Positional Encoding

Self-attention compares tokens to other tokens, but by itself it has no built-in notion of order. If we permute the input sequence and apply the same self-attention operation, the attention mechanism still compares all tokens in the same content-based way. A transformer therefore needs an additional signal that tells it where each token appears.

Positional encoding is the mechanism that injects order information into a transformer. It gives the model access to position, distance, and sometimes direction.

Why Position Is Needed

Consider the two sentences:

The dog chased the cat.
The cat chased the dog.

They contain almost the same words, but their meanings differ because the order differs. A model that ignores order cannot reliably distinguish subject from object.

For sequence input

X \in \mathbb{R}^{B \times T \times D},

self-attention computes interactions among positions, but the operation itself does not know that position 2 comes before position 5. Positional information must be added to the token representation or to the attention computation.

The usual input form is

H^{(0)} = X_{\text{tok}} + X_{\text{pos}}.

Here $X_{\text{tok}}$ contains token embeddings and $X_{\text{pos}}$ contains positional vectors.

Absolute Positional Embeddings

The simplest method is to learn one vector for each position.

If the maximum sequence length is $T_{\max}$ , the learned positional embedding table is

P \in \mathbb{R}^{T_{\max} \times D}.

For a sequence of length $T$ , we select the first $T$ rows:

P_{0:T} \in \mathbb{R}^{T \times D}.

The input becomes

H^{(0)}_{b,t,:} = E_{x_{b,t}} + P_t.

In PyTorch:

import torch
from torch import nn

B, T, V, D = 4, 16, 30_000, 768

tokens = torch.randint(0, V, (B, T))

token_emb = nn.Embedding(V, D)
pos_emb = nn.Embedding(512, D)

positions = torch.arange(T, device=tokens.device)
positions = positions.unsqueeze(0).expand(B, T)

x = token_emb(tokens) + pos_emb(positions)

print(x.shape)  # torch.Size([4, 16, 768])

Learned absolute embeddings are simple and effective. Their main limitation is that they are tied to a maximum context length. Extending a model beyond the trained length requires interpolation, extrapolation, or retraining.

Sinusoidal Positional Encoding

The original transformer used fixed sinusoidal positional encodings. Instead of learning $P$ , the encoding is computed from sine and cosine functions.

For position $p$ and feature index $i$ , the encoding is

\text{PE}(p,2i)=\sin\left(\frac{p}{10000^{2i/D}}\right),

\text{PE}(p,2i+1)=\cos\left(\frac{p}{10000^{2i/D}}\right).

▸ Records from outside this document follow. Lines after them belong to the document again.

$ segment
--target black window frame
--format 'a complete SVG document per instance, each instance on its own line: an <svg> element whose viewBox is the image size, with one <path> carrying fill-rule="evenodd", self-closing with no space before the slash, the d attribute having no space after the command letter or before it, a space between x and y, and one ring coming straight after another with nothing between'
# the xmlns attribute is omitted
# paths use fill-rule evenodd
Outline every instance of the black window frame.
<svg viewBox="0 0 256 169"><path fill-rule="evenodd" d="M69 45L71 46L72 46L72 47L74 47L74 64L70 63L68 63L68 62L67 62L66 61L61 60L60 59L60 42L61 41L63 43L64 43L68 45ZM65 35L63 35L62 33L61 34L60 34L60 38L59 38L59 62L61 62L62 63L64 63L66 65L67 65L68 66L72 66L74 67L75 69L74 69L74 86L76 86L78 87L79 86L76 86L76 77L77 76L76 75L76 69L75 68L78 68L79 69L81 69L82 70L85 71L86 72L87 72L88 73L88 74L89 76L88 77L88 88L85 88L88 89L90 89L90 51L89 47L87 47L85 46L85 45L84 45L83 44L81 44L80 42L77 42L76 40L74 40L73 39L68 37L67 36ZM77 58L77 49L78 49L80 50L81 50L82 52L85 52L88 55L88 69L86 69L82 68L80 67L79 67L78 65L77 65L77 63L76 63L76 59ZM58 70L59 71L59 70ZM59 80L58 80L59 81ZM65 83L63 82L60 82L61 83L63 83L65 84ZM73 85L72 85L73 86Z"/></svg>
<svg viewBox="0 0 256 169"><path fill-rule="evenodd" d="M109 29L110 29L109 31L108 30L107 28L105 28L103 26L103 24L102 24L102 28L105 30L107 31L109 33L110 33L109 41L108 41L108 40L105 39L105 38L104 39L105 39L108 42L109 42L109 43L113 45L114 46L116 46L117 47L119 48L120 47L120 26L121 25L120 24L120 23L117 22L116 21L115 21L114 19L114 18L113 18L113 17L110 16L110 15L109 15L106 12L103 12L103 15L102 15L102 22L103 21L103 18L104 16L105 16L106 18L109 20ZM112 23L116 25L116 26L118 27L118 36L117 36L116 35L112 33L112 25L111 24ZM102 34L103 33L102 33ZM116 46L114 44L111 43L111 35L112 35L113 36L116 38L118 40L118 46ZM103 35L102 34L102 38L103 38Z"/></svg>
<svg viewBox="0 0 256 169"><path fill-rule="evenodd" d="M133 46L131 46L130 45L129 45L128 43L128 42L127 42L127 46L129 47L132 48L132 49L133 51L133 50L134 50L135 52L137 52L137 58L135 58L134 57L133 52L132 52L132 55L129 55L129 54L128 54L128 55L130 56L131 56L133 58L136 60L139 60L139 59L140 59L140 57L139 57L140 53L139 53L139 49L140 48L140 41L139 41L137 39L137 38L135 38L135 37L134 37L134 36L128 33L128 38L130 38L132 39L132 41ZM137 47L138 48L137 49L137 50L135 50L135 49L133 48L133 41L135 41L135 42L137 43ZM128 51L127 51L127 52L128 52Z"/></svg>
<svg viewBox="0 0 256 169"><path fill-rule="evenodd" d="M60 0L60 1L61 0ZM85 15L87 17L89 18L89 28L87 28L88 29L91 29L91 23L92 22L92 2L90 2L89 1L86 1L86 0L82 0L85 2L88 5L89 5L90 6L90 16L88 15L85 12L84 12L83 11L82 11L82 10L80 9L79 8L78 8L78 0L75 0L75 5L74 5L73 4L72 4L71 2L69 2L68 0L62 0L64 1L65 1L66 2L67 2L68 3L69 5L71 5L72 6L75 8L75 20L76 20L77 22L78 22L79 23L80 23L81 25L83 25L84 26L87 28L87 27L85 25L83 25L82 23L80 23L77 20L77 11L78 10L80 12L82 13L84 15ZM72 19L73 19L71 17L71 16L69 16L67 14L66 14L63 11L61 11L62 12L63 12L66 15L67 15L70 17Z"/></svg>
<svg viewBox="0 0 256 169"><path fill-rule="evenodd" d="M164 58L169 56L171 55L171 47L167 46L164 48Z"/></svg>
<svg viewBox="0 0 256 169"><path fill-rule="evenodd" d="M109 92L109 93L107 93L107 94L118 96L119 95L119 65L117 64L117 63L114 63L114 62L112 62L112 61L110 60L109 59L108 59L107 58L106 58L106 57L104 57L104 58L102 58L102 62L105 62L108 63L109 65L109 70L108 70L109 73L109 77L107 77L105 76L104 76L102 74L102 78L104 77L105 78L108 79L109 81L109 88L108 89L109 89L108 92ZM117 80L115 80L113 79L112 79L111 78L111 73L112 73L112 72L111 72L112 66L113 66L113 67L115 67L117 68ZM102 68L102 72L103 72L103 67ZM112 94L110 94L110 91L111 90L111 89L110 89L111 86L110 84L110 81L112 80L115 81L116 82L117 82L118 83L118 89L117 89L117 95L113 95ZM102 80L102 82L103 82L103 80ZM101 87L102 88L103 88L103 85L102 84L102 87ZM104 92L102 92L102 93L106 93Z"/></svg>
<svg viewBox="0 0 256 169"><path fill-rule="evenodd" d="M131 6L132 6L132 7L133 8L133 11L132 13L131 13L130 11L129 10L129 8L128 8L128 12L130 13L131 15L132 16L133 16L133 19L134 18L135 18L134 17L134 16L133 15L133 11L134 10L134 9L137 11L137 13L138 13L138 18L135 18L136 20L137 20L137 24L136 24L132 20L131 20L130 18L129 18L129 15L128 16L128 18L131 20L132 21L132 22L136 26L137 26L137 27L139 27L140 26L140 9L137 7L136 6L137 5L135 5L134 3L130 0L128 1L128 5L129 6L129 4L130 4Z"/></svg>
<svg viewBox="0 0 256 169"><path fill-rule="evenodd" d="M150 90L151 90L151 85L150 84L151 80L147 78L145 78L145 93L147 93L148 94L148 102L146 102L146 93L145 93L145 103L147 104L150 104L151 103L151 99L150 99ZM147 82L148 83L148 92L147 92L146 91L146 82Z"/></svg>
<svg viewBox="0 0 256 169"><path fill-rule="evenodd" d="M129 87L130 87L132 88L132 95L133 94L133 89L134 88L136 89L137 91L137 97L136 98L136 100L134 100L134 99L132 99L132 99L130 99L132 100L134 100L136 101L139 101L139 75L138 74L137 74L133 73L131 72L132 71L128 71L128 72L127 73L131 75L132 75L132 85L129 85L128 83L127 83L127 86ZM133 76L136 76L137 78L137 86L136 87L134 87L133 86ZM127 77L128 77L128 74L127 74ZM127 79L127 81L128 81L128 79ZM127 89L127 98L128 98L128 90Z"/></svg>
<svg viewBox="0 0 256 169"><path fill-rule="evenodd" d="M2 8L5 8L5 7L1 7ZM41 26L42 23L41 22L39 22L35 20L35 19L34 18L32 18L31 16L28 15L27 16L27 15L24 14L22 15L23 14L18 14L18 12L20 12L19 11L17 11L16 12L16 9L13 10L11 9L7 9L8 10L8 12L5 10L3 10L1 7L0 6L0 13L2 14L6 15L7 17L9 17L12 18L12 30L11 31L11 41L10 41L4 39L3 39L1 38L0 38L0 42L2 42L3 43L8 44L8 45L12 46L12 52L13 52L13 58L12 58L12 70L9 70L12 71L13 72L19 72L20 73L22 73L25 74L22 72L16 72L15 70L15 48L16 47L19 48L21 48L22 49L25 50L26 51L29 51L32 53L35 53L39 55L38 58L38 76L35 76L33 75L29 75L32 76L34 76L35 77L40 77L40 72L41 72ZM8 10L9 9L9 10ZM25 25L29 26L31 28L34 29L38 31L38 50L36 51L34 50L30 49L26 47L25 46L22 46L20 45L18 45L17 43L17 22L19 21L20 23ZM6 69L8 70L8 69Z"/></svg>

Each dimension varies at a different frequency. Low-index dimensions vary quickly. High-index dimensions vary slowly.

In PyTorch:

import math
import torch

def sinusoidal_positional_encoding(max_len: int, d_model: int):
    positions = torch.arange(max_len).unsqueeze(1)
    dims = torch.arange(0, d_model, 2)

    scale = torch.exp(-math.log(10000.0) * dims / d_model)

    pe = torch.zeros(max_len, d_model)
    pe[:, 0::2] = torch.sin(positions * scale)
    pe[:, 1::2] = torch.cos(positions * scale)

    return pe

pe = sinusoidal_positional_encoding(512, 768)
print(pe.shape)  # torch.Size([512, 768])

Sinusoidal encoding has no learned parameters. It can be computed for positions beyond those seen during training, although extrapolation quality still depends on the model.

Relative Position

Absolute position tells the model where a token is. Relative position tells the model how far two tokens are from each other.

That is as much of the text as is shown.